In the cool of the morning and evening when the harsh desert sunshine fades, the Kenyan sand boa emerges from its lair to track, subdue, suffocate, and finally consume its prey whole. It is the sand-dwelling lifestyle of this species that has given rise to some remarkable behavioral adaptations relating to mating and feeding as the snake interacts with its desert environment.
The eyes and nostrils of the Kenyan sand boa are positioned on the head in a manner that limits intrusion of debris into these sensitive areas. Able to live beyond one year without food, this species uses the sand to its advantage while hunting in two ways.
First, the sand boa lies under the sand, seizing prey as it moves past the hidden snake. Second, small prey may be killed by being dragged under the sand and suffocated in the fine grains before consumption.

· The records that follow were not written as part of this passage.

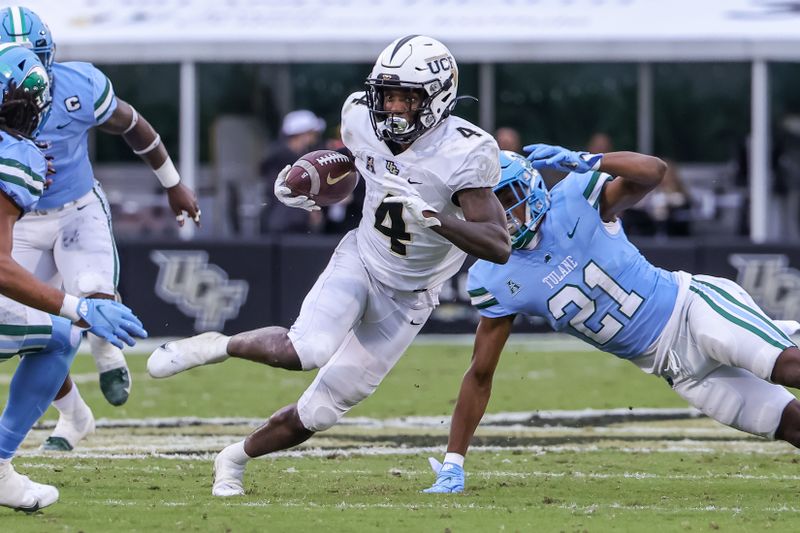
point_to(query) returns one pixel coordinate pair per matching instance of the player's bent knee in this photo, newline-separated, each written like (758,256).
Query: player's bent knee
(789,427)
(787,368)
(318,418)
(330,398)
(91,283)
(314,354)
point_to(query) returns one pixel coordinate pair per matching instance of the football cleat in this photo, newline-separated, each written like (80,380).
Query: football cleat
(116,385)
(789,327)
(450,479)
(177,356)
(21,494)
(228,476)
(69,431)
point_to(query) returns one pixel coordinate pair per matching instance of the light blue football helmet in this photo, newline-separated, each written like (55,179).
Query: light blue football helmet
(528,188)
(22,26)
(25,88)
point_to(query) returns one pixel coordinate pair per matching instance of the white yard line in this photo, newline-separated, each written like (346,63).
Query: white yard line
(507,420)
(544,342)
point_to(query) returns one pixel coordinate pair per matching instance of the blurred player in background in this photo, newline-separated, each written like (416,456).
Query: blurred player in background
(429,179)
(67,240)
(573,265)
(46,342)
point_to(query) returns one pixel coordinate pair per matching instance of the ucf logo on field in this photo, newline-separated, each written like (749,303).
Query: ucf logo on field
(773,284)
(199,289)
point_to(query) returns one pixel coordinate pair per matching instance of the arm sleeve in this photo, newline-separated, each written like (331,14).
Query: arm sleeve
(481,168)
(22,171)
(481,297)
(103,97)
(590,184)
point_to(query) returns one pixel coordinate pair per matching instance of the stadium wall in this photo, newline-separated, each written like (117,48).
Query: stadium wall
(188,287)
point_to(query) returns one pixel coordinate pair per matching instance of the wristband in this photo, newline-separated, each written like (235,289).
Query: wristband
(69,308)
(167,174)
(149,148)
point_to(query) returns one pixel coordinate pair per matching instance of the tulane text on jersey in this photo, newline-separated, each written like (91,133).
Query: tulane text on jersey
(584,277)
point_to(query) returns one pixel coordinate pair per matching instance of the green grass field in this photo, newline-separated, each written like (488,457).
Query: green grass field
(137,473)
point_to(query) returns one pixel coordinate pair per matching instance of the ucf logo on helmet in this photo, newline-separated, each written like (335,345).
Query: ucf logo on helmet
(438,64)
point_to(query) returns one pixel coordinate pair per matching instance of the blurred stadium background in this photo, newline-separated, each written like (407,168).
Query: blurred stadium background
(712,86)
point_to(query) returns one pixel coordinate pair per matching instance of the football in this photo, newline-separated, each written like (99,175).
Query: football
(325,176)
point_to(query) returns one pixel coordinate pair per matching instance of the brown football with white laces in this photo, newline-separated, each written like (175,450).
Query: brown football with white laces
(325,176)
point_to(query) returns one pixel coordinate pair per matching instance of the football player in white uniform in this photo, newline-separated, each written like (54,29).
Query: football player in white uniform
(429,201)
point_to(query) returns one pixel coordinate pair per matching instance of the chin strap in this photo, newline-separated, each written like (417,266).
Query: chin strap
(452,105)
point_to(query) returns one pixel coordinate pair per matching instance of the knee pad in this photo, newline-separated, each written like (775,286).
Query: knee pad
(332,395)
(738,399)
(93,283)
(314,352)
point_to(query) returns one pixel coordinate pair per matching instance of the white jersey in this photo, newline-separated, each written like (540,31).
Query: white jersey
(453,156)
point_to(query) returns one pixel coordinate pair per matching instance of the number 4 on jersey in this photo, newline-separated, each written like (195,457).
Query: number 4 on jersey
(389,221)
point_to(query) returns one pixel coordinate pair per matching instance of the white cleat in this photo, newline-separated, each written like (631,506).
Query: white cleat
(177,356)
(21,494)
(228,476)
(789,327)
(69,431)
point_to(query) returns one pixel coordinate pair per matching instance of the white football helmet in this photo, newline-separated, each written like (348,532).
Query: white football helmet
(412,62)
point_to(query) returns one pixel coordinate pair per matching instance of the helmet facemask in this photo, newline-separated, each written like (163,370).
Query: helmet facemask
(392,126)
(521,186)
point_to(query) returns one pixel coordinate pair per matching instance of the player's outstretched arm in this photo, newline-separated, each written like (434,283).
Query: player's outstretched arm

While feeding supports individual survival, mating promotes the survival of the species, and in this latter area, sand may get in the way. To reproduce, the necessarily persistent male sand boa may actually have to dig his female love interest out of the sand to gain the opportunity to mate with her.
9 Sandfish
Not actually a fish but a lizard, the sandfish is a distinctive species of skink native to desert environments of North Africa and Southwest Asia. Measuring 15 centimeters (6 in) long with a tan color that assists the lizard in blending in with the desert, this delicate-looking reptile is actually an exceptional specimen of hardy wildlife and desert adaptation.
The sandfish is named after its ability to actually swim through the desert sands, enabling efficient movement and apparently saving it from some of the harshest of the Sun’s rays by being in the sand rather than always on top of it. Able to travel under the sand at considerable speed, sandfish move their legs in a manner comparable to a human swimmer’s crawl stroke as they maneuver and propel themselves among the grains.
A lifestyle of sand swimming requires a further set of special adaptions to withstand its inherent liabilities. Sandfish have smooth, sparkling skin with scales that shine and appear almost fishlike due to their gloss, minus any slime, of course, since reptiles boast dry skin.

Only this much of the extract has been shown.